Proportionnalité - Toute action disciplinaire prise par l’employeur doit toutefois être proportionnée au fait commis. Un employeur qui réagirait de manière trop virulente en licenciant un salarié pourrait avoir de sérieuses difficultés à se défendre dans le cadre d’un recours pour licenciement abusif. La question de l’application de la règle de proportionnalité dans le cadre des réseaux sociaux est également controversée. Alors que certaines entreprises peuvent se permettre d’adopter une approche libérale face à des propos dénigrants et potentiellement nuisibles à leur réputation, d’autres ne tolèrent pas ce genre de propos. Lorsque les propos tenus sont faux, diffamatoires, discriminatoires, ou sont constitutifs d’un abus de confiance, le licenciement du salarié qui en est l’auteur sera considéré raisonnable. Il est bien plus difficile de savoir si l’intervention de l’employeur est justifiée lorsque le commentaire est désinvolte ou irréfléchi. Les jeunes salariés sont habitués à dire les choses telles qu’elles sont et leur manière directe de s’exprimer sans malice peut parfois avoir des conséquences qu’ils n’ont pas prévues ou voulues. En raison de la nature même des réseaux sociaux, les commentaires irréfléchis peuvent être répandus dans le monde entier en quelques minutes, ce qui peut représenter un problème réel pour la réputation de multinationales.
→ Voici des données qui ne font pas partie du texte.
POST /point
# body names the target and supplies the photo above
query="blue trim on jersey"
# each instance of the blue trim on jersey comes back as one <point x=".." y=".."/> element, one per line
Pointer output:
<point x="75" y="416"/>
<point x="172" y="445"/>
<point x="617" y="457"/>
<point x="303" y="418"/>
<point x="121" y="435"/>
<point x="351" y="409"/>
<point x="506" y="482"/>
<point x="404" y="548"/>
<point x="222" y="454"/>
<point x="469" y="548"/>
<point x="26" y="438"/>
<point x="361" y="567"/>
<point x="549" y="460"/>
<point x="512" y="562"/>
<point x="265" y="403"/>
Conseils pratiques - Avant toute intervention relative à des propos tenus par leurs salariés sur des réseaux sociaux à leur encontre, les entreprises doivent analyser les tenants et les aboutissants de leur éventuelle réaction. De quelle manière ces propos ont-ils été portés à l’attention de l’employeur ? Qui en est l’auteur ? Ces propos sont-ils diffamatoires ? Quels sont les dommages réels/potentiels ? Quelle est la stratégie la plus appropriée pour que l’employeur puisse protéger son activité commerciale et sa réputation tout en respectant le droit au respect de la vie privée du salarié ? Ces questions sont essentielles et faciliteront le choix d’une éventuelle sanction – proportionnée – par l’employeur. Il faut, en toute hypothèse, généralement éviter les réactions « à chaud », même en cas de propos particulièrement injurieux. Avertir son solicitor avant toute action parait également judicieux, dans la mesure où l’éventuelle sanction peut constituer le fondement d’un contentieux qu’il sera amené à gérer.
Prévenir plutôt que guérir - L’adoption d’une procédure claire et robuste permettra de responsabiliser les salariés. Une communication interne claire par l’entreprise sur sa politique concernant les propos tenus sur les réseaux sociaux sera susceptible de diminuer sensiblement les comportements à risque. Cette transparence peut passer par une modification du règlement intérieur ou un affichage de la procédure dans les locaux. Le language utilisé sera aussi important, pour ne pas s'aliéner inutilement ses salariés en apparaissant « out of touch » avec la réalité de 2012.